Diş hekimi Engin Ersöz, yedi yıldır eşi Funda Ersöz’le dünyayı geziyor. Yılda iki ya da üç kez yurtdışına çıkıyor, çok yer görmek yerine bir şehri mümkün olduğunca derinlemesine keşfetmeyi tercih ediyor.

Dönüşte izlenimlerini, fotoğraflarını internette yayımlıyor. Geçen kış İtalya-İsviçre arasındaki Como Gölü kıyısındaki Lugano’ya gitti. Engin Ersöz, kentin bir günde gezilebileceğini söylüyor. "Euro’ya geçildiği halde hálá Frank kullanan, dil olarak hem Fransızca hem İtalyanca’nın konuşulduğu, kafa dinlemek için ideal bir şehir" diyor.
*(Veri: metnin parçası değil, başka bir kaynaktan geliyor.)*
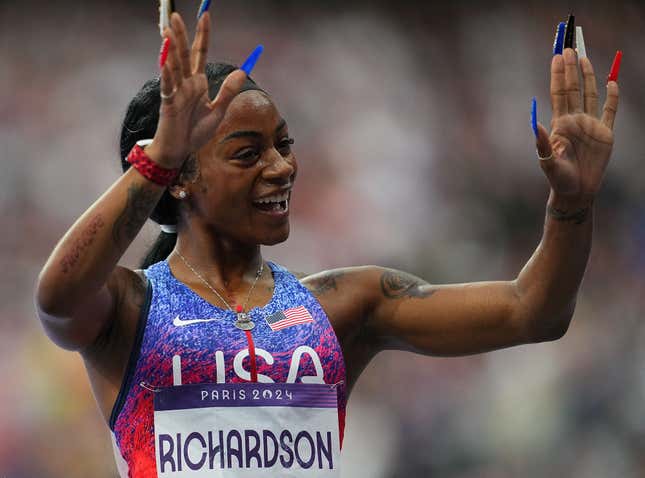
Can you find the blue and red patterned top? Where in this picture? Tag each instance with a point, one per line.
(183, 339)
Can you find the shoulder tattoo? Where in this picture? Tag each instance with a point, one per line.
(397, 285)
(325, 283)
(577, 217)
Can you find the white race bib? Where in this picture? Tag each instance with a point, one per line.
(247, 430)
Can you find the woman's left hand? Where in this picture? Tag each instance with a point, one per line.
(580, 143)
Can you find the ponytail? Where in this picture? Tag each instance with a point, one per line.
(140, 122)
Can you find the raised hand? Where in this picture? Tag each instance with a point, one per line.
(576, 152)
(188, 117)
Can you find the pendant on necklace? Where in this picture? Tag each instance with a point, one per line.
(243, 321)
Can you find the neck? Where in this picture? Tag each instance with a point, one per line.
(225, 263)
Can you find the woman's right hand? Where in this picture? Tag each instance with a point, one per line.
(188, 118)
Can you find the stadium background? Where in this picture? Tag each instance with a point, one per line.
(411, 128)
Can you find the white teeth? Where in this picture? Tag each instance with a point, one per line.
(274, 198)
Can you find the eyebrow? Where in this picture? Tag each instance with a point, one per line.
(252, 134)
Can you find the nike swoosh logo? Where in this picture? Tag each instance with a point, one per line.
(177, 322)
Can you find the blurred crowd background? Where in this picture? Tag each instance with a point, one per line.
(411, 129)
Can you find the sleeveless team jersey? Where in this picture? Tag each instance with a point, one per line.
(175, 327)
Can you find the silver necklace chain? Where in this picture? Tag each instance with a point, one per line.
(248, 296)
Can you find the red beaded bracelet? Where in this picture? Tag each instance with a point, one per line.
(140, 161)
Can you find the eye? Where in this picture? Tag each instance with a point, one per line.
(247, 155)
(284, 146)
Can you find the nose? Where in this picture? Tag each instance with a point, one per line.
(281, 169)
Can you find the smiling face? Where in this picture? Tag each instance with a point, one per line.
(242, 186)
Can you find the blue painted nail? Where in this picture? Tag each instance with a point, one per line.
(203, 8)
(559, 39)
(534, 116)
(250, 62)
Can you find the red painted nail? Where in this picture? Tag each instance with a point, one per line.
(163, 53)
(615, 67)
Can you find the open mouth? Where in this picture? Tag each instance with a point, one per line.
(276, 204)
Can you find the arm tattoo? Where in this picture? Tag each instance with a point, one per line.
(577, 217)
(140, 202)
(81, 244)
(325, 283)
(396, 285)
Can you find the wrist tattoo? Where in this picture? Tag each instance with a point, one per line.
(397, 285)
(139, 204)
(577, 217)
(81, 244)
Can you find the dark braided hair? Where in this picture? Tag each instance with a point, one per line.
(140, 123)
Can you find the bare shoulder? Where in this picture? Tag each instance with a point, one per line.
(339, 281)
(128, 287)
(367, 280)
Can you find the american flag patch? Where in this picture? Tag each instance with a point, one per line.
(287, 318)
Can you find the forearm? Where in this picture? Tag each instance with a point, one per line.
(84, 258)
(548, 284)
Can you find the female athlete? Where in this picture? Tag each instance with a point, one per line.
(169, 346)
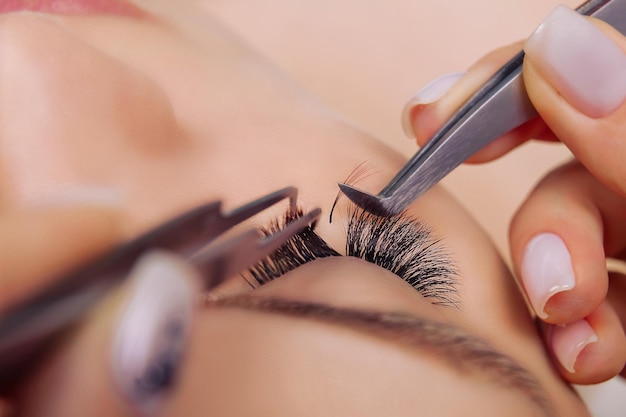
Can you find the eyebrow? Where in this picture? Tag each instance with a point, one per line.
(460, 349)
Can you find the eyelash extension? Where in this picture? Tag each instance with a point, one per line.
(304, 247)
(400, 244)
(406, 247)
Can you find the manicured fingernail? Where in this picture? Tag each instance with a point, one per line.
(569, 340)
(586, 67)
(153, 330)
(546, 270)
(432, 92)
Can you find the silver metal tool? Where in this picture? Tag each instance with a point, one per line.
(499, 106)
(27, 330)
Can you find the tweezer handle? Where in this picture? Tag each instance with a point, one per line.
(501, 105)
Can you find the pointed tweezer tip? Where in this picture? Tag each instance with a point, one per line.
(368, 202)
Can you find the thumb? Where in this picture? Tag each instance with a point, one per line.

Doç. Dr. Engin Ersöz (41) ve Dr. Dt. Funda Ersöz (41) tam anlamıyla gezgin. Ankara Üniversitesi Tıp Fakültesi Diş Hekimliği bölümünde çalışan çift tüm izinlerini seyahat için kullanıyor. Başlıca seyahat alışkanlıkları, kısa zamanda çok şehir gezmek yerine tek şehre uzun zaman ayırıp, iyice öğrenmek. Ankaralı Doğa Gezginleri ve Ankaralı Gezginler gibi seyahat gruplarına da üyeler. İkilinin seyahatleri eskiden daha kısayken artık en az 10 gün sürüyor.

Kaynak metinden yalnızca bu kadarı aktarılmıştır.